About the data

3.3        There are two distinct data sets: ‘stock’ and ‘flow’. In short, flow

describes the characteristics of offenders sent to prison. The stock profile describes the characteristics of those in prison … minor offenders generally end up accounting for a much smaller proportion of the prison stock than of the prison flow.[18]

Data representing the ‘stock’ prison population

3.4        To provide the ALRC with an analysis of the ‘stock’ prison population, Curtin University used available and requested data from the annual census, Prisoners in Australia (ABS PIA), collected on 30 June each year and published by the ABS.[19]

3.5        ‘Stock’ data was used to show Aboriginal and Torres Strait Islander over-representation in the national prison population generally, and in the remand population. It was used to show sentence length for those in prison on census night, and to calculate prior imprisonment rates.

Data representing the ‘flow’ prison population

3.6        To provide the ALRC with an analysis of ‘flow’, Curtin University used data from the ABS Criminal Courts Australia series (ABS CCA).[20]

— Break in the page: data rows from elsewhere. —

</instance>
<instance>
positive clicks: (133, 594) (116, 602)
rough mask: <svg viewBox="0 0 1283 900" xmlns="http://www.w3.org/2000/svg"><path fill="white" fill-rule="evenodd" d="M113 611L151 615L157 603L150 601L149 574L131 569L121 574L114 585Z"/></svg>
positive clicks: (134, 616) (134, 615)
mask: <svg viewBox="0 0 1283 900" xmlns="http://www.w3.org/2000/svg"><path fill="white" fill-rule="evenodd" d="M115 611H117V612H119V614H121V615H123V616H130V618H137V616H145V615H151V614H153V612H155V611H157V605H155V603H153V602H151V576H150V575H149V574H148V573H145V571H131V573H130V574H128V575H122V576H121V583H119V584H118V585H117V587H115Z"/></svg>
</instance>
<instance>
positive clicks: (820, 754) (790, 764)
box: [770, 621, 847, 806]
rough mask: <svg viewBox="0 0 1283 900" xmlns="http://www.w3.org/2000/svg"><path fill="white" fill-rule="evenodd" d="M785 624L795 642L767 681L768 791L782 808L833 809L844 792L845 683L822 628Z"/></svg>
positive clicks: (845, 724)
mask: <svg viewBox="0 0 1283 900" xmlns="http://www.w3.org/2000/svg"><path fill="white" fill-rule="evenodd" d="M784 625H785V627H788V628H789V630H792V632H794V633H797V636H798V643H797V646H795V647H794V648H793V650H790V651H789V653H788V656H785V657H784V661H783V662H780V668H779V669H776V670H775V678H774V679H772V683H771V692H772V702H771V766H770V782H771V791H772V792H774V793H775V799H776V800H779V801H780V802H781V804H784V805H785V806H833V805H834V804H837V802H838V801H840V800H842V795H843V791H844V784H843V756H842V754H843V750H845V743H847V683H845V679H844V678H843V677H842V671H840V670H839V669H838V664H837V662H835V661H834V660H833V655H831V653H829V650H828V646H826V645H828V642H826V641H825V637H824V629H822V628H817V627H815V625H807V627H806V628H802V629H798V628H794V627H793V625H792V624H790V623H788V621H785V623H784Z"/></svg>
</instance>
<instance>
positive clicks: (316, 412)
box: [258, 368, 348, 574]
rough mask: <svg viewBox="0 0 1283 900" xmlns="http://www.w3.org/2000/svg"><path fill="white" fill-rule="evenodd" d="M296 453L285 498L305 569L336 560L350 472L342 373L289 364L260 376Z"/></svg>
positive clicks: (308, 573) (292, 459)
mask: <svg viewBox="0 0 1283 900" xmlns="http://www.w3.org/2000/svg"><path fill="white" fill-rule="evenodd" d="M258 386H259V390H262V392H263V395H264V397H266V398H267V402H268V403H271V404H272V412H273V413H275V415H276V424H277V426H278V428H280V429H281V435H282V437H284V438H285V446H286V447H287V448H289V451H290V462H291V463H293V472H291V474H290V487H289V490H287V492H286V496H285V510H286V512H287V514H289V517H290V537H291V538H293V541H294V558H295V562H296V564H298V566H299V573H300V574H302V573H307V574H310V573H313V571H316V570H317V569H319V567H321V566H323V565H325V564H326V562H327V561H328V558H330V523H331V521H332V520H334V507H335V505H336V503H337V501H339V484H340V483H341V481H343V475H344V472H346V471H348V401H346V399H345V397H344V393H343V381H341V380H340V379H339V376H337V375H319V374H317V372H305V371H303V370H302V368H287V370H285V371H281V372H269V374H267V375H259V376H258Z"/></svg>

3.7        Prison receptions were approximated from the ABS CCA data by counting the number of defendants in a period that were handed a custodial sentence by the courts.  Although these custodial terms may not be served in the same period that the sentence was handed down, the commencement date was sufficiently close to allow for reasonable approximation. In addition, counting rules regarding the determination of ‘principal offence’ in court finalisations were not entirely the same as those used to determine ‘most serious offence’ in prison statistics; however, these were also sufficiently similar to allow comparison. Sentence quantum, as handed down by the court and described in ABS CCA publications (often referred to as ‘head sentence’) was also sufficiently similar to the ‘aggregate sentence’ in ABS PIA statistics to allow comparison.

3.8        Although presented as a national series, breakdowns by Aboriginal and Torres Strait Islander status from the ABS CCA were only available for selected jurisdictions—New South Wales (NSW), the Northern Territory (NT), Queensland and South Australia (SA). For other jurisdictions,[21] court finalisation statistics did not provide information about the Aboriginal and Torres Strait Islander status of defendants. When combined, NSW, the NT, Queensland and SA account for more than three-quarters of the Aboriginal and Torres Strait Islander general population in Australia and 60% of the non-Indigenous general population. Given this coverage, it was possible to use the available data to make reasonably accurate assessments of national trends.

3.9        The exclusion of Western Australia (WA) from ABS CCA most likely yielded an under-estimate of the true national rate of Aboriginal and Torres Strait Islander court finalisations, given the typically high level of Aboriginal involvement in the WA criminal justice system and the use of short prison terms to pay off fines.[22]  ABS CCA also excludes traffic related offences,[23] which likely further contributed to an under-enumeration of national prison receptions.

3.10     ‘Flow’ data was used to show Aboriginal and Torres Strait Islander over-representation rates. It was further used to show the charges that were before the courts, conviction rates, and the penalties imposed for both Aboriginal and Torres Strait Islander offenders and non-Indigenous offenders. It was also used to show the type of offences that led to imprisonment, and to illustrate sentence lengths for those prisoners who may not have been in prison on census night.

3.11     Across both data sets, where offence categories are cited, they are categorised using the Australian and New Zealand National Standard Offence Classification.[24] Only the most serious offence for each prisoner is published in the ABS PIA series.

3.12     There are limitations to the data used to inform this chapter. These are discussed at the end of the chapter, along with data limitations that may affect understandings of Aboriginal and Torres Strait Islander incarceration more broadly.